Comment expliquez-vous que les femmes pratiquent moins une fois atteint l’âge adulte ?

Il y a un vrai manque de représentation. J’entends souvent des jeunes femmes me dire qu’elles ne se retrouvent pas dans l’ambiance des clubs, qu’il n’y a que des garçons et peu de jeunes. Ensuite, elles commencent à travailler et à fonder une famille et la voile est un sport très chronophage. Elles vont donc privilégier des activités plus simples à mettre en place afin de garder du temps pour la vie de famille. En clair, elles ont peu d’espace dans leur quotidien pour apprendre un sport prenant tel que la voile.

Elles reviennent le plus souvent à la navigation par la croisière, avec des amis ou en familles. Là encore, elles peuvent être laissées sur le côté par l’effet de groupe et parce qu’elles ont peur d’interférer ou de mal faire. 

En quoi cette pédagogie est-elle différente ?

Il y a autant de manière de naviguer que de marins. Mon approche de la pédagogie est bienveillante et tournée sur l’écoute. Même aujourd’hui, on voit encore de nombreux professionnels qui ont une pédagogie de l’échec, qui vont forcer, crier, parce que la voile : « ça doit être dur ». Rien de mieux pour dégouter les néophytes ! Ce que je mets en place, c’est un temps où chacun peut apprendre a son rythme, la pédagogie des Marinettes, c’est de laisser au stagiaire la place pour s’exprimer, s’interroger et progresser avec plaisir.

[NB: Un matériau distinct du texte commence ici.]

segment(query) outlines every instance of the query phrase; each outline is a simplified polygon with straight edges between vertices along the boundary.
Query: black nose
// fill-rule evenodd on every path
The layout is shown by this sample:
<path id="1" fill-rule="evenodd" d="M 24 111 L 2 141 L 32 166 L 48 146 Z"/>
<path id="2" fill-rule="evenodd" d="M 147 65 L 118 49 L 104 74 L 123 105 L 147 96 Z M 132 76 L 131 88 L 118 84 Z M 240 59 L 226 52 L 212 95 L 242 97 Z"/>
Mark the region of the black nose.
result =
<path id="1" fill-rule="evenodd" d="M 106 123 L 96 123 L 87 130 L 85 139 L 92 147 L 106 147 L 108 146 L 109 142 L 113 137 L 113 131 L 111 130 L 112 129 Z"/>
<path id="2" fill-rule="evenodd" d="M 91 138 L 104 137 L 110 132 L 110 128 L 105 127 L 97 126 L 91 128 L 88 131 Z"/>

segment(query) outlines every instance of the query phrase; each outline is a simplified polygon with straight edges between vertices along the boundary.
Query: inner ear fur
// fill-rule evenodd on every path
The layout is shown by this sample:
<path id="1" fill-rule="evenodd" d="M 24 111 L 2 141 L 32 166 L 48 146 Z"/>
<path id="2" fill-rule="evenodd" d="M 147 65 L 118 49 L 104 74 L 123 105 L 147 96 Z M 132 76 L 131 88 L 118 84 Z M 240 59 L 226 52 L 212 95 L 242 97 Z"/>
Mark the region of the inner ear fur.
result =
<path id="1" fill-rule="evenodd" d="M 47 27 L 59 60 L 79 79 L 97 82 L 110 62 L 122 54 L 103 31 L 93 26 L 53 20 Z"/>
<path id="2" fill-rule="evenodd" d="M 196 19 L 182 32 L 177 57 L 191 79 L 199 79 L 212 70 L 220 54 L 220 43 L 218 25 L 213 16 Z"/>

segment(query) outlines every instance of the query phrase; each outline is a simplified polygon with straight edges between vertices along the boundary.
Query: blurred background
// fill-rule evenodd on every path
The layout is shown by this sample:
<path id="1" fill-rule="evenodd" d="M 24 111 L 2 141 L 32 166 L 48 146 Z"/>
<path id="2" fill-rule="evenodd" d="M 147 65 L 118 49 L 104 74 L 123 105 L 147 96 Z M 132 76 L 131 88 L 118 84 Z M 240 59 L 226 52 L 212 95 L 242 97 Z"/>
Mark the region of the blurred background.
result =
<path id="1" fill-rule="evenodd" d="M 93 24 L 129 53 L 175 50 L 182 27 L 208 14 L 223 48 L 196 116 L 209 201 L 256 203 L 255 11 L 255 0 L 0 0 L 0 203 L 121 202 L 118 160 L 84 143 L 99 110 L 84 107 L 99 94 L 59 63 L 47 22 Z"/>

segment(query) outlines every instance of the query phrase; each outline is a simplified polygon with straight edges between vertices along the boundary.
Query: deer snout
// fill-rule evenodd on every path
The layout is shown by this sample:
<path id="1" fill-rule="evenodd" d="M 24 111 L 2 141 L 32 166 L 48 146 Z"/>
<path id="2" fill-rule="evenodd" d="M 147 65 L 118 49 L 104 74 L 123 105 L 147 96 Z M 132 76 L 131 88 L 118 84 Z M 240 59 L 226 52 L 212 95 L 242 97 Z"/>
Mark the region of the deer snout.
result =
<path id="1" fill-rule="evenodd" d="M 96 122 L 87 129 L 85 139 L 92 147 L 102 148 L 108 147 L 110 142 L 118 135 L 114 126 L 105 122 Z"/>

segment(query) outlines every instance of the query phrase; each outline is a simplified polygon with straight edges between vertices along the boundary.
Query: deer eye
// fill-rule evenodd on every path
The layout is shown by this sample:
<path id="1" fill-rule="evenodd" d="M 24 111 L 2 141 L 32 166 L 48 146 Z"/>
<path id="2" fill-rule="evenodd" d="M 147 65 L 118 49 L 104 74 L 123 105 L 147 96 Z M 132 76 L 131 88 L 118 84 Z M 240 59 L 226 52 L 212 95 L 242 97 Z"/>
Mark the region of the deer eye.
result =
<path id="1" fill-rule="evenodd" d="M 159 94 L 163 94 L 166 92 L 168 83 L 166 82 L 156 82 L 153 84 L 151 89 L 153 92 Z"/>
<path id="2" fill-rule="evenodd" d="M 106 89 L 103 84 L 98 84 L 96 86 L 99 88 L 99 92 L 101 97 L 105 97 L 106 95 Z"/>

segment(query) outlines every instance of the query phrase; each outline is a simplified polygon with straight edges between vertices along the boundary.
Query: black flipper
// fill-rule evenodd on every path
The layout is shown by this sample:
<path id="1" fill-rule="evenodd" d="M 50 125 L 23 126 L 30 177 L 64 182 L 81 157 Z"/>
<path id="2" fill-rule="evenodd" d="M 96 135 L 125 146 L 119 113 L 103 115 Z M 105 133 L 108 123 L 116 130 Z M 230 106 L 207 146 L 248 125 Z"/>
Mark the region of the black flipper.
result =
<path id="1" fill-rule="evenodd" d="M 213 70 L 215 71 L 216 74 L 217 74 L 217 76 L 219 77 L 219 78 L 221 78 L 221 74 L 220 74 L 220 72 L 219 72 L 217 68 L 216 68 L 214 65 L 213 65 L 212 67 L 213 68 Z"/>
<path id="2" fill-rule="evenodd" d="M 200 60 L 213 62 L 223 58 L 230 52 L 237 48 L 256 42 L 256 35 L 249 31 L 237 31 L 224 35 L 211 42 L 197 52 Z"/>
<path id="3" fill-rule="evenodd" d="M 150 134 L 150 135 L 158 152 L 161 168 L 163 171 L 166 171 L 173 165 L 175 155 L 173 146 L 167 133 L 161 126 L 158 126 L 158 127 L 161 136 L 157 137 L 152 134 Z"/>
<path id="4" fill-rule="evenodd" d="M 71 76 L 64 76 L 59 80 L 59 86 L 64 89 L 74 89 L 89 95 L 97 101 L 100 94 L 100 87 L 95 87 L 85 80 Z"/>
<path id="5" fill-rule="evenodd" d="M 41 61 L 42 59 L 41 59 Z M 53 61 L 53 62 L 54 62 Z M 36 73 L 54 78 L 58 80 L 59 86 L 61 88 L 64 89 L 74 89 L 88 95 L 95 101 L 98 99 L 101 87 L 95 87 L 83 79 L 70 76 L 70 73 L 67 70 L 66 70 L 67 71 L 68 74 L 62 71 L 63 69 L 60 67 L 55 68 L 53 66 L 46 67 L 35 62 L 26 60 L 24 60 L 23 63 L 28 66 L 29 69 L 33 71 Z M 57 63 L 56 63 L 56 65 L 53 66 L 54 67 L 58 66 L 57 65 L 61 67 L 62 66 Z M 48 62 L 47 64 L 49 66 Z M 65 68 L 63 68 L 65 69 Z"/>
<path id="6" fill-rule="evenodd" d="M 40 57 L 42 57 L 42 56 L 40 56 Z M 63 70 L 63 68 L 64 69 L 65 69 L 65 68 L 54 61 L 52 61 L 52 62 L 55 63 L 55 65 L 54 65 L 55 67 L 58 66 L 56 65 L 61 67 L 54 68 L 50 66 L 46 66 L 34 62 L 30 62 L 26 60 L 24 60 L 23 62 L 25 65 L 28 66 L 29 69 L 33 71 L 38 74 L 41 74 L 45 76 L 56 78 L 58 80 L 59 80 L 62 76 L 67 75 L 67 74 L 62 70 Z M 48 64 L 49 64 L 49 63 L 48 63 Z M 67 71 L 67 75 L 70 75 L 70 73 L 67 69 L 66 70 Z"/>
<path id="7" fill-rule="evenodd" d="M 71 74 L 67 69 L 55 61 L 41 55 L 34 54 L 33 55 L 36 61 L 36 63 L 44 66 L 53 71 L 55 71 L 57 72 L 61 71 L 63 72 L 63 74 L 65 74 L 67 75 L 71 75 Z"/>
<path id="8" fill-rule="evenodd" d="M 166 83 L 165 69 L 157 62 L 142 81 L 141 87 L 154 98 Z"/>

Des hommes font également appel à vos services. Que cherchent-ils ?

Dans la majorité des cas, les hommes que j’encadre viennent dans le cadre d’un coaching de couple. Ils viennent car ils peuvent avoir des lacunes techniques où ont besoin de valider ce qu’ils savent pour progresser. Lorsqu’on ne sait pas, on se crispe, on s’énerve et le coaching permet d’apporter de la sérénité, notamment lors des manœuvres de port, qui sont un moment de tension.

Les bateaux sont-ils conçus « par et pour » des hommes ?

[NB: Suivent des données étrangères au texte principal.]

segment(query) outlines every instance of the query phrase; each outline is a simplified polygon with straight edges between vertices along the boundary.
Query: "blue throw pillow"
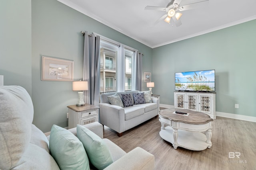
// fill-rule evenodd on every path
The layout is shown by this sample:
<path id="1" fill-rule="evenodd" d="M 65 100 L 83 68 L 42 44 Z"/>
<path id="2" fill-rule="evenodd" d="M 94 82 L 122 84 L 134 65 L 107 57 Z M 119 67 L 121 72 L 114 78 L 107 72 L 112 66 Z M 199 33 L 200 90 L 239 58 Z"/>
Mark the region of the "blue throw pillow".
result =
<path id="1" fill-rule="evenodd" d="M 143 104 L 146 103 L 144 93 L 132 93 L 133 99 L 134 100 L 134 104 Z"/>
<path id="2" fill-rule="evenodd" d="M 125 107 L 133 106 L 132 96 L 130 93 L 121 94 L 121 95 L 123 98 L 123 103 Z"/>

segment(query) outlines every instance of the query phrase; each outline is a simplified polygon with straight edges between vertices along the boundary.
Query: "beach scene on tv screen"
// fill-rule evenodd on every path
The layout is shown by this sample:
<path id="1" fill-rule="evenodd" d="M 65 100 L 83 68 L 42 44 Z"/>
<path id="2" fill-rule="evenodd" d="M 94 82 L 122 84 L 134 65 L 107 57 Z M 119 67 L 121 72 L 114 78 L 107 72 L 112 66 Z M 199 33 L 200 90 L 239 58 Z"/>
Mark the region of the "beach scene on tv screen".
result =
<path id="1" fill-rule="evenodd" d="M 175 73 L 175 90 L 215 91 L 215 70 Z"/>

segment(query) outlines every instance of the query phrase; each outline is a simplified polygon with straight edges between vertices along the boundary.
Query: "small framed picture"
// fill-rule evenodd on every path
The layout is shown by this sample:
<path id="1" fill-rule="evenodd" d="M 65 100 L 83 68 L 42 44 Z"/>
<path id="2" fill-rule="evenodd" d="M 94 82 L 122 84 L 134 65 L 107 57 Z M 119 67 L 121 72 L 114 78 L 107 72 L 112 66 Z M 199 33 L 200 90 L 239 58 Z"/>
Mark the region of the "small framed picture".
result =
<path id="1" fill-rule="evenodd" d="M 150 82 L 151 81 L 151 73 L 144 72 L 144 82 Z"/>
<path id="2" fill-rule="evenodd" d="M 41 80 L 74 80 L 74 61 L 42 57 Z"/>

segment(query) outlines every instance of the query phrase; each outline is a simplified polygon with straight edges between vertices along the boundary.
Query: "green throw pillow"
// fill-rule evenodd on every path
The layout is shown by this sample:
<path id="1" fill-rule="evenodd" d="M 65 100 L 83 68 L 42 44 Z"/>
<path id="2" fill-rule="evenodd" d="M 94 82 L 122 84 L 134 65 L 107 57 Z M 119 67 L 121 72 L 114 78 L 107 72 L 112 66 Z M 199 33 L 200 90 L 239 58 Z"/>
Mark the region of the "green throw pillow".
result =
<path id="1" fill-rule="evenodd" d="M 152 103 L 151 99 L 151 92 L 150 90 L 145 91 L 144 92 L 144 97 L 146 103 Z"/>
<path id="2" fill-rule="evenodd" d="M 61 170 L 90 170 L 82 143 L 67 129 L 52 125 L 49 146 L 51 154 Z"/>
<path id="3" fill-rule="evenodd" d="M 113 163 L 106 145 L 102 139 L 86 127 L 76 125 L 77 137 L 83 143 L 91 163 L 99 170 Z"/>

La majorité des bateaux ne sont pas ergonomiques et ceci, quel que soit le sexe du propriétaire. Ils sont de plus en plus pensé pour le confort et l’habitabilité alors que la fluidité des manœuvres vient en second, même si les équipements ont considérablement évolué. On va considérer qu’un bateau pour une femme est un « petit » bateau car il est plus facile, moins puissant. Un petit bateau est forcément plus facile mais les femmes peuvent tout à fait maîtriser de grosses unités pourvu que le bateau soit adapté. Je mesure 1m60 et lorsque je suis sur de gros bateaux, il m’arrive de barrer sur la pointe des pieds. J’ai du mal à voir au-delà du roof qui est souvent trop haut et encombré de winchs. Lorsque je le fais remarquer aux constructeurs, ils expliquent qu’ils ne se sont même pas posés la question.
L’acquisition d’un bateau reste elle le domaine réservé des hommes ? 

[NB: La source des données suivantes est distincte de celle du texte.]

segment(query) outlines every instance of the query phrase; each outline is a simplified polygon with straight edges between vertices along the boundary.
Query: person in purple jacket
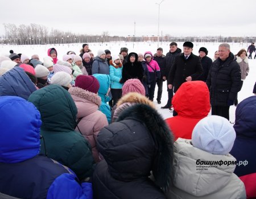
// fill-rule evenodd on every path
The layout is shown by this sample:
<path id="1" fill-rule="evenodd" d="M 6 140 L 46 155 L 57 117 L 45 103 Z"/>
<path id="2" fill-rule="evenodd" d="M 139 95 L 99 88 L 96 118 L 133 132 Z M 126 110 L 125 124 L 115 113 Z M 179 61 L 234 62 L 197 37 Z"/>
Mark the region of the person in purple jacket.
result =
<path id="1" fill-rule="evenodd" d="M 32 103 L 1 97 L 0 111 L 0 198 L 92 198 L 90 183 L 79 184 L 69 168 L 39 155 L 42 122 Z"/>

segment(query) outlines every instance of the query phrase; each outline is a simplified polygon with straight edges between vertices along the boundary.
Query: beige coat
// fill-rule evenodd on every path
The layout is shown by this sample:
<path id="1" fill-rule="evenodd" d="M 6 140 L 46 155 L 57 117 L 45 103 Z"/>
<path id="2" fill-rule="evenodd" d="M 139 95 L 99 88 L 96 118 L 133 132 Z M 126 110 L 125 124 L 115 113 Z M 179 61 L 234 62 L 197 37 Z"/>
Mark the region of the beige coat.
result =
<path id="1" fill-rule="evenodd" d="M 82 118 L 76 131 L 80 131 L 92 146 L 93 158 L 100 161 L 99 153 L 96 148 L 97 136 L 100 131 L 109 123 L 106 115 L 98 110 L 101 103 L 97 94 L 78 87 L 68 90 L 77 108 L 77 118 Z"/>
<path id="2" fill-rule="evenodd" d="M 200 166 L 196 164 L 198 159 L 236 161 L 230 154 L 213 155 L 194 147 L 191 140 L 182 138 L 174 145 L 174 186 L 170 186 L 166 193 L 167 198 L 246 198 L 244 184 L 233 173 L 236 165 L 222 164 L 207 171 L 196 170 Z"/>
<path id="3" fill-rule="evenodd" d="M 248 75 L 250 70 L 248 64 L 248 58 L 245 57 L 245 58 L 242 60 L 240 57 L 237 56 L 236 57 L 237 62 L 240 66 L 241 80 L 245 80 L 246 76 Z"/>

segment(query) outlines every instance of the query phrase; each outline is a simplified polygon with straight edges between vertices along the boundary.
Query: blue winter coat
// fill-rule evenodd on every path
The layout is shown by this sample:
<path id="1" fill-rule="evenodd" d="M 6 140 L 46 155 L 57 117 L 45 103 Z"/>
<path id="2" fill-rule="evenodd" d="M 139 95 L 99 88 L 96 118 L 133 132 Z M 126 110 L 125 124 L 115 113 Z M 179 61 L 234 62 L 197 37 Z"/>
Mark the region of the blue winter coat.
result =
<path id="1" fill-rule="evenodd" d="M 19 198 L 92 198 L 92 185 L 40 152 L 39 111 L 19 97 L 0 98 L 0 192 Z M 89 192 L 88 192 L 89 191 Z"/>
<path id="2" fill-rule="evenodd" d="M 36 90 L 22 68 L 15 67 L 0 77 L 0 96 L 19 96 L 26 100 Z"/>
<path id="3" fill-rule="evenodd" d="M 122 71 L 123 71 L 123 66 L 121 64 L 120 66 L 114 67 L 113 64 L 112 60 L 109 61 L 110 65 L 109 66 L 109 76 L 110 76 L 110 88 L 115 89 L 121 89 L 123 84 L 119 82 L 122 78 Z"/>
<path id="4" fill-rule="evenodd" d="M 98 94 L 101 98 L 101 104 L 99 110 L 106 115 L 109 123 L 111 123 L 110 107 L 107 103 L 111 98 L 107 96 L 107 93 L 110 85 L 110 77 L 108 74 L 93 74 L 100 83 L 100 89 Z"/>

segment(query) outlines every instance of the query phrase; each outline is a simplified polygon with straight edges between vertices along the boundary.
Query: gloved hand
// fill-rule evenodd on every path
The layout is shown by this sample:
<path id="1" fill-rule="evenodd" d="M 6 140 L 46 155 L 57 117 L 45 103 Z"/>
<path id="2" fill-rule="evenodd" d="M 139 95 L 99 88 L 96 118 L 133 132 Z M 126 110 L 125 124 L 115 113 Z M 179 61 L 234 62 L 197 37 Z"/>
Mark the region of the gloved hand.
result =
<path id="1" fill-rule="evenodd" d="M 234 105 L 234 101 L 231 100 L 228 100 L 228 106 Z"/>

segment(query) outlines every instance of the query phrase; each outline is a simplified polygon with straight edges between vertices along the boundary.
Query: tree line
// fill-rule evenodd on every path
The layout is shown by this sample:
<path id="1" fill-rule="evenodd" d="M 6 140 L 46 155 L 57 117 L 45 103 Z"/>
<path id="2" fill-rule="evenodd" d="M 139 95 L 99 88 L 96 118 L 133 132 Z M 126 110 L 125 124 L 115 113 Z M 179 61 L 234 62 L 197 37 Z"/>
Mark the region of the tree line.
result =
<path id="1" fill-rule="evenodd" d="M 0 37 L 2 44 L 12 45 L 40 45 L 53 44 L 65 44 L 76 43 L 105 43 L 110 42 L 156 42 L 156 35 L 110 36 L 108 31 L 101 35 L 87 35 L 65 32 L 52 28 L 49 30 L 44 26 L 31 23 L 29 25 L 4 23 L 5 35 Z M 255 37 L 225 37 L 217 36 L 172 36 L 167 34 L 159 37 L 160 42 L 183 42 L 191 41 L 194 42 L 240 42 L 251 43 L 255 41 Z"/>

Le marché du bateau est très proche de celui de l’automobile. L’homme décide de l’acquisition du bateau, le projet est insufflé par lui, le plus souvent il possède plus d’expérience en navigation, il a le plus de pouvoir d’achat et il a grandi avec les récits des aventuriers des mers gardant en tête le rêve d’un voyage en bateau.
Quel est le rôle de la femme dans un projet de navigation ?

Quand le projet bateau se met en place dans la famille, la femme a un rôle décisif et c’est elle qui a le dernier mot. La femme est la décisionnaire en dernier lieu et les vendeurs de bateaux savent qu’ils ratent des ventes s’ils n’arrivent pas à convaincre madame. Pourtant, la femme est souvent mise à l’écart lors des premières visites qui sont techniques et madame est consultée uniquement pour le choix des tissus intérieurs. C’est une vision complétement dépassée et il faut maintenant prendre en compte les attentes de chacun, homme et femme, dans un projet d’acquisition. Dans un projet de grand voyage, il ne faut pas mettre en place cet écart dès l’achat du bateau. Ces projets sont tellement chronophages, tellement prenants, qu’il ne réussissent que si tout le monde y a donné son aval.